Employer groups are warning Congress that many corporate pension plans could be frozen or terminated unless the pension funding requirements of the 2006 Pension Protection Act are delayed at least through next year. The funding rules started phasing in January 1.
“The drop in the value of pension plan assets coupled with the current credit crunch has placed plan sponsors in an untenable position,” a coalition of employer groups said in a Tuesday, October 28, letter to House Ways and Means Committee Chairman Charles Rangel, D-New York, and Rep. Jim McCrery, R-Louisiana, the ranking Republican member of the committee. “At a time when companies need cash to keep their businesses afloat, they are also required to make unexpectedly large contributions to their plans in order to meet funding requirements.
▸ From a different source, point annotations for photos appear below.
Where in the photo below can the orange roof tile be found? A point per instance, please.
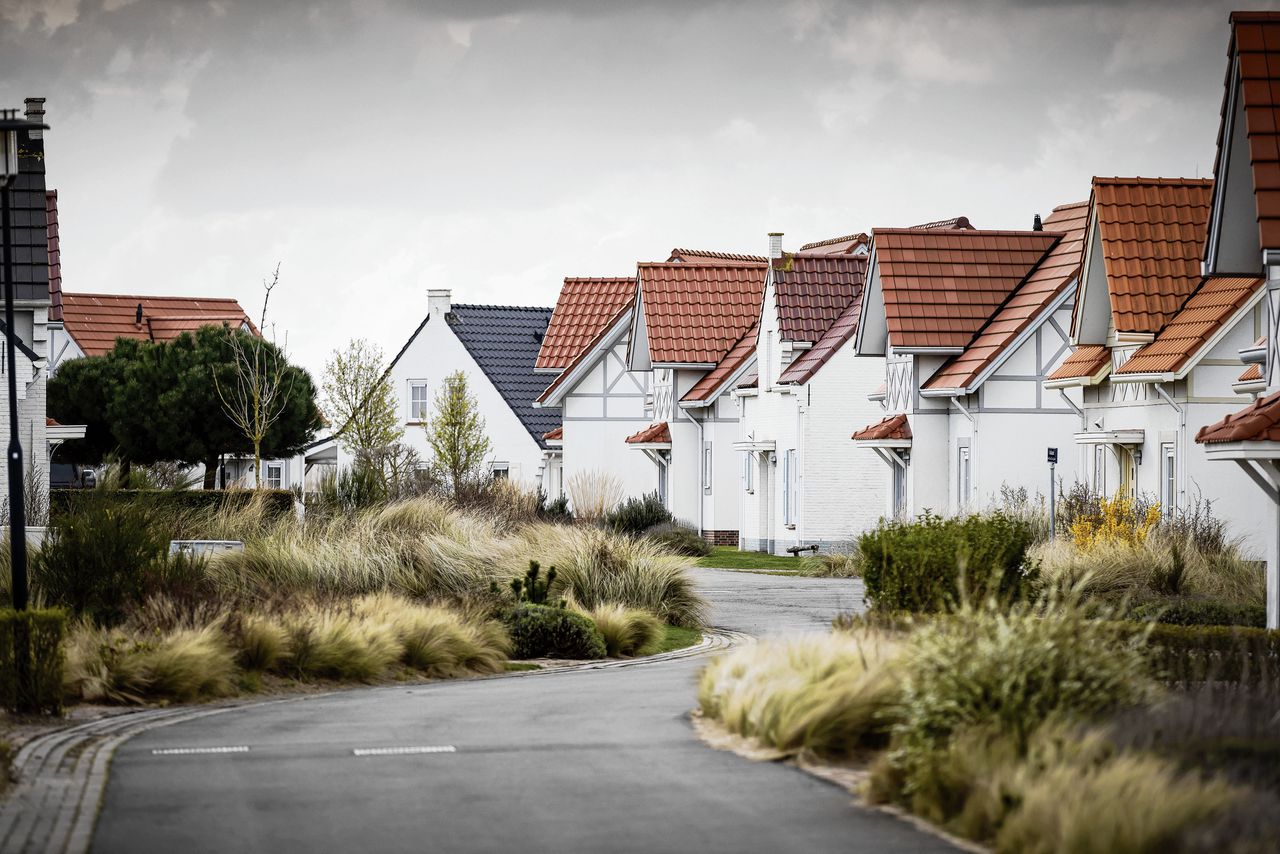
(941, 286)
(1152, 234)
(894, 427)
(812, 291)
(1050, 278)
(695, 313)
(702, 256)
(1212, 305)
(583, 309)
(653, 434)
(1258, 421)
(1256, 37)
(95, 320)
(712, 380)
(1084, 364)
“These large funding obligations will, if not modified, divert assets away from job retention, job creation and needed business investments, thus increasing the number of Americans who are unemployed and slowing our economic recovery,” the letter said.
The coalition includes the American Benefits Council, the National Association of Manufacturers and the U.S Chamber of Commerce.
Even if a company freezes its plan, the company would still be forced to meet the Pension Protection Act’s full funding requirements, said Judy Schub, managing director of the Committee on the Investment of Employee Benefit Assets. The committee, which represents major corporate defined-benefit pension plans, did not sign the coalition’s letter but is also planning to lobby for Pension Protection Act relief, Schub said.
“Money is awfully tight,” she said. “You need every dollar for operations.”
Jason Hammersla, an American Benefits Council spokesman, said employer groups want lawmakers to include the pension funding relief in a fiscal stimulus package that might be considered by Congress in a possible post-election session.
“We’re looking for whatever legislative vehicle we can to get this done as soon as possible,” Hammersla said.